# Machine Unlearning

This Notebook gives you a brief introduction to machine unlearning. 

## Background

Today, we put a lot of data into [artificial intelligence (AI)](https://en.wikipedia.org/wiki/Artificial_intelligence), especially for the training of [machine learning (ML)](https://en.wikipedia.org/wiki/Machine_learning) models. Some of the data, though, can be of personal and private nature, such as your location, biometrics and medical records. It is natural that we want our data to be used and stored securely.
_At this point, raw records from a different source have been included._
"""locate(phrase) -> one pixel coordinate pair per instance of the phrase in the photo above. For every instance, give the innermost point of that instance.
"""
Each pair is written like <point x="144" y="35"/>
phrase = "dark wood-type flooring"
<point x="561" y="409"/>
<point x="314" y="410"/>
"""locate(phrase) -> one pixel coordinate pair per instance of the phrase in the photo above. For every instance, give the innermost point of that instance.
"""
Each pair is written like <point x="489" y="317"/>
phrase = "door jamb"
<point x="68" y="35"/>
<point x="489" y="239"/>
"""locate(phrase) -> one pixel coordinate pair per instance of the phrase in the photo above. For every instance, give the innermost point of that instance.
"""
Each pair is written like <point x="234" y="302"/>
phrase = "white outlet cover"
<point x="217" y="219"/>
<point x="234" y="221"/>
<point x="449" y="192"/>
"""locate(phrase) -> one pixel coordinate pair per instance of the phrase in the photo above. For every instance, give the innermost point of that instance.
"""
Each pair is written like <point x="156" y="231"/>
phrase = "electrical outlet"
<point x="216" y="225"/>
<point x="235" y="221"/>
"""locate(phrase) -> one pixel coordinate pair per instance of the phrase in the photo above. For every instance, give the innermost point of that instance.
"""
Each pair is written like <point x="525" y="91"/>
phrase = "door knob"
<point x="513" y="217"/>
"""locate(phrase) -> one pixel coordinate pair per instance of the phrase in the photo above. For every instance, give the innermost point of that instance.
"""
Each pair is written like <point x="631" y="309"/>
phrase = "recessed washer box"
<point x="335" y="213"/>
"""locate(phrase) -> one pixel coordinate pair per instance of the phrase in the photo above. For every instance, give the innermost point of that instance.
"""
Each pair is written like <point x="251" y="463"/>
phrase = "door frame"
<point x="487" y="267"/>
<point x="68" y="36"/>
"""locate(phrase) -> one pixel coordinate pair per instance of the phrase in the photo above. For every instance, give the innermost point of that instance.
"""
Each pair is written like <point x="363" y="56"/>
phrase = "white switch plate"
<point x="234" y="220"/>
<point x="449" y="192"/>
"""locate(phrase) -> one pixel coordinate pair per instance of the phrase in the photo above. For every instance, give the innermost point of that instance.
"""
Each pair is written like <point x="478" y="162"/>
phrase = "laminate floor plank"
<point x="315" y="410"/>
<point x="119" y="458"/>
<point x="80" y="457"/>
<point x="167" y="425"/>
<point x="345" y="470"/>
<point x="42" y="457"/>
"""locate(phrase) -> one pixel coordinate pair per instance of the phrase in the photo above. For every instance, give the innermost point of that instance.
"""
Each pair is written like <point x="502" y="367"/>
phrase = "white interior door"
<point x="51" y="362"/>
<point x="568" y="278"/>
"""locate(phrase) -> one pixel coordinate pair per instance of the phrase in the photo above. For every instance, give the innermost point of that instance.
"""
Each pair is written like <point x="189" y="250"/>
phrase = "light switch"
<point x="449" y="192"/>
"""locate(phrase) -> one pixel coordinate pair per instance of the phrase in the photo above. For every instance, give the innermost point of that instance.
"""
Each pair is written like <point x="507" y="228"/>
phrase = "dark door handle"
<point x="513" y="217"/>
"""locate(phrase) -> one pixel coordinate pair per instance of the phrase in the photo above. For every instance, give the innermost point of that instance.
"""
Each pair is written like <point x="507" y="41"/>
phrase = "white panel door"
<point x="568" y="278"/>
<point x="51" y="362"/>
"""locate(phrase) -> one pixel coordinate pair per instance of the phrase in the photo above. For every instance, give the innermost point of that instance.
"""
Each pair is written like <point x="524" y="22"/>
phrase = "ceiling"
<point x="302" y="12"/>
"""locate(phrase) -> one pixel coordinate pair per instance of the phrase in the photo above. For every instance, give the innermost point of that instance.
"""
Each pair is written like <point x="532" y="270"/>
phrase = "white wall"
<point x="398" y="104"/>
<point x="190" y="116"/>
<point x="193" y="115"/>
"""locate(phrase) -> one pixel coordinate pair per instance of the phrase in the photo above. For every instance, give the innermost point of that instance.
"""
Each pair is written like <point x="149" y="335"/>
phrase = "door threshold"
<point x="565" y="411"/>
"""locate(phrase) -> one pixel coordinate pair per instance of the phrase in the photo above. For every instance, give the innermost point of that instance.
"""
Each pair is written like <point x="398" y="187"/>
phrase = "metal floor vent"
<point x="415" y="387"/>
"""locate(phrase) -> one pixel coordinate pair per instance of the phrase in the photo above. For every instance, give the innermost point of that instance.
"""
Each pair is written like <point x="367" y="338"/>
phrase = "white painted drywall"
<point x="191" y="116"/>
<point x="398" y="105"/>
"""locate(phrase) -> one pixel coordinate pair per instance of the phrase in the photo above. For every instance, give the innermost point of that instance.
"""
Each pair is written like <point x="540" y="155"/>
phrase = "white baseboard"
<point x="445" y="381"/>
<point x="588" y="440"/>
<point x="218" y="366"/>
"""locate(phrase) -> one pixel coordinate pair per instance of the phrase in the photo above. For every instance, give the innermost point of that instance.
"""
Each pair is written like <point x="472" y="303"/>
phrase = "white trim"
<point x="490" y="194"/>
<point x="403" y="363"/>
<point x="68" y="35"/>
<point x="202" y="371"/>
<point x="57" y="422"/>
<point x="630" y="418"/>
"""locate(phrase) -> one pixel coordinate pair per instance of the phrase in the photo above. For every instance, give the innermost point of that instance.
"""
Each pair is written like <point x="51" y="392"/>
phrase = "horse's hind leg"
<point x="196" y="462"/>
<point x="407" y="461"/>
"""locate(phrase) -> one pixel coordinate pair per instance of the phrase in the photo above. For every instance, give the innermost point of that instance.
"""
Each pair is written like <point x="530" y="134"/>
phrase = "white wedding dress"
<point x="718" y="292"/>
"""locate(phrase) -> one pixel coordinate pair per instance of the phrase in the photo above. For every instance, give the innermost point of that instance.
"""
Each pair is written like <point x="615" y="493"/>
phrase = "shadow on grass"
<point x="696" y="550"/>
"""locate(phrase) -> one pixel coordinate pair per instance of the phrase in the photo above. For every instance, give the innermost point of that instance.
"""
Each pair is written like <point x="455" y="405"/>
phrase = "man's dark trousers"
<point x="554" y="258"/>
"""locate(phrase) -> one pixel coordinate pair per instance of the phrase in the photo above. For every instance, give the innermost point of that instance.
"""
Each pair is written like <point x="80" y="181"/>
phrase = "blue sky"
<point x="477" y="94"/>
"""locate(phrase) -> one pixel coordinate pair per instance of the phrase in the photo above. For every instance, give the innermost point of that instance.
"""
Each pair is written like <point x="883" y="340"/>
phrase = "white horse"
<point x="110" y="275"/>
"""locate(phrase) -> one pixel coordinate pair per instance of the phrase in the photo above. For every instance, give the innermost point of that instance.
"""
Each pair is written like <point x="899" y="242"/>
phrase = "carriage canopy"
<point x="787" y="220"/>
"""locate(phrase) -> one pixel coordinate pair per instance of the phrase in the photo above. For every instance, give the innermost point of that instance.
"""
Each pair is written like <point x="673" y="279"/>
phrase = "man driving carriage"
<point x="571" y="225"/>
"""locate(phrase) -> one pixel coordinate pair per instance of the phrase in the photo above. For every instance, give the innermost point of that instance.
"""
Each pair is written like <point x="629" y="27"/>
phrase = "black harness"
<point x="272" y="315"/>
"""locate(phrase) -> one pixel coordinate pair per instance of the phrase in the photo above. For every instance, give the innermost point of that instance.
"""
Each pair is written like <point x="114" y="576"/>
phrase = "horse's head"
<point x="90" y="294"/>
At the same time, ML systems are also prone to [attacks](https://en.wikipedia.org/wiki/Adversarial_machine_learning#Specific_attack_types) like other types of systems, such as membership inference, property inference, model stealing, data poisoning, etc. These attacks could lead to problems such as data leakage and wrong predictions. Or, in some cases such as poor data quality or system design, these problems can still occur even without an adversarial third-party. If you know something about ML, you'll know that ML models can sometimes "memorize" instead of "learn from" data, often as a result of [overfitting](https://en.wikipedia.org/wiki/Overfitting). And that's dangerous! Because it makes it so much easier to run model extraction attacks against such a model and data may well be leaked. Thus, it makes sense for us to want to delete some of the data, or erase some of the training, from our trained model.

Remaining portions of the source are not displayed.